Pus-me então a pé, de derradeira moeda de euro no bolso, a caminho de outro
estabelecimento onde pudesse aproveitar o entardenoitecer para escrever ainda
mais qualquer coisita. Aproveitei uma aberta pluvial e ala que já era (de)

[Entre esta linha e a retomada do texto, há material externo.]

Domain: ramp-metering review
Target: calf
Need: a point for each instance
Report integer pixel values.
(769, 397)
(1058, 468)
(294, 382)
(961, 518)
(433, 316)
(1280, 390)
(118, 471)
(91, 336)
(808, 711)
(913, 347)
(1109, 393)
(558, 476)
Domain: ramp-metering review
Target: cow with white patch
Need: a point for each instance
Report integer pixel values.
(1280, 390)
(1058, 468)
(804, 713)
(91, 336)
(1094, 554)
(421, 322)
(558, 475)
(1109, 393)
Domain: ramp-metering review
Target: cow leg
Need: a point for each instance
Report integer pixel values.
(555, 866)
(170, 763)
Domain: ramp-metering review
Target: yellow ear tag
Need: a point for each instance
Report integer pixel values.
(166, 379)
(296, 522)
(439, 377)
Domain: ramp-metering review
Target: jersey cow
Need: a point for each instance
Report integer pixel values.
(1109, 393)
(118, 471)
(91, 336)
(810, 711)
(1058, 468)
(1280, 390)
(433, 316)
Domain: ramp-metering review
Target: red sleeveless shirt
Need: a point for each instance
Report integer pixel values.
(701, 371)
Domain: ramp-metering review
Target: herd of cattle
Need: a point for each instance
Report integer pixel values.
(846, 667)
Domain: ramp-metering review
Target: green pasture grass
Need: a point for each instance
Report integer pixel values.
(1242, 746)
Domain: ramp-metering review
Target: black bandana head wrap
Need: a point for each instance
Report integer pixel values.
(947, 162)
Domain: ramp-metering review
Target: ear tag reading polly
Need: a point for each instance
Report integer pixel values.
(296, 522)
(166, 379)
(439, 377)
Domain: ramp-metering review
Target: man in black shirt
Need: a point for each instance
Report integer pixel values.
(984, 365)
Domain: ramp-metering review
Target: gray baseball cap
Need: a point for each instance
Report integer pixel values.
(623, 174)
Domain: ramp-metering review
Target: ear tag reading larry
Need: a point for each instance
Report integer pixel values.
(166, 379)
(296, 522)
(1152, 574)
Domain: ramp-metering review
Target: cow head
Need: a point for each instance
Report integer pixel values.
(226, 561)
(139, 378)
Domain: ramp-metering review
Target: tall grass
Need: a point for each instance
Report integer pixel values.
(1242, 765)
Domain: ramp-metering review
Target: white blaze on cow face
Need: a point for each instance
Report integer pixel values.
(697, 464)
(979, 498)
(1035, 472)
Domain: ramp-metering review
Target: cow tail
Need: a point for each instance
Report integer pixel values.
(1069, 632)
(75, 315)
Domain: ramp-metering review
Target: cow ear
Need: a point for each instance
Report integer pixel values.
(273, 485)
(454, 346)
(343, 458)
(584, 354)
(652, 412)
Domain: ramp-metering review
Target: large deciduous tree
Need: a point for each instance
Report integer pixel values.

tarde. Fui andando. Voltou a chuviscar a meio do meu percurso. A descer, todos os santos ajudam, mas a
subir nem o Diabo empurra. Ora, eu ia subindo.
Foi
então que a meu lado, a meio de uma ladeira mais íngreme do que a minha
carreira literária, parou um táxi. Disse-me o senhor taxista assim: “ – Amigo, para onde vai?” Eu
respondi-lhe que “para tal parte
assim-assim”. E ele para mim: “Calha
bem. Vou buscar aí mesmo um cliente. Entre, amigo, que está de chuva. Temos de
ser uns para os outros.” Eu fiquei siderado. Ainda tentei dizer-lhe que não
trazia comigo dinheiro nem para a bandeirada
da porta do lugar-do-morto. Ele, todavia, nem quis saber. Mandou-me entrar sem
encargos quaisquer. Entrei. O trajecto era breve, mas deu para frases trocadas.
Ele
disse-me que era o Silva do Táxi 17. E mais disse: “ – Eu parei porque vi que a sua cara era a de um homem sério, honesto
e trabalhador. Vai daí, nem hesitei. Dou-lhe boleia com todo o gosto. Sabe, eu
ando nesta tarimba de taxista há 51 anos. Já sou uma espécie de doutor de
rostos. Tiro-os logo pela pinta.”
Depois,
perguntou-me de onde eu era. Eu disse-lhe a verdade: “ – Sou daqui perto, dali da Pedrulha.” E ele então assim para mim:
“– Essa é boa. Tenho lá um concunhado. É
o António Lucas, conhece? Ele é casado com a irmã da minha mulher. A minha é
Natalina e a dele é Maria.”
Eu
conhecia, claro. E repeti-lhe a banalidade de o mundo ser pequeno. E
acrescentei: “ – Mas a sua bondade para
comigo não é pequena como o mundo. Fico-lhe muito grato.”
Deixou-me
na esplanada que eu almejava. Fiquei sem poder escrever uma linha. Tinha sido
“vítima” de um acto filantrópico da parte de um desconhecido. Não podia ser. De
novo a pé, rumei à minha terra. Fui a casa do meu Amigo Tonito Lucas.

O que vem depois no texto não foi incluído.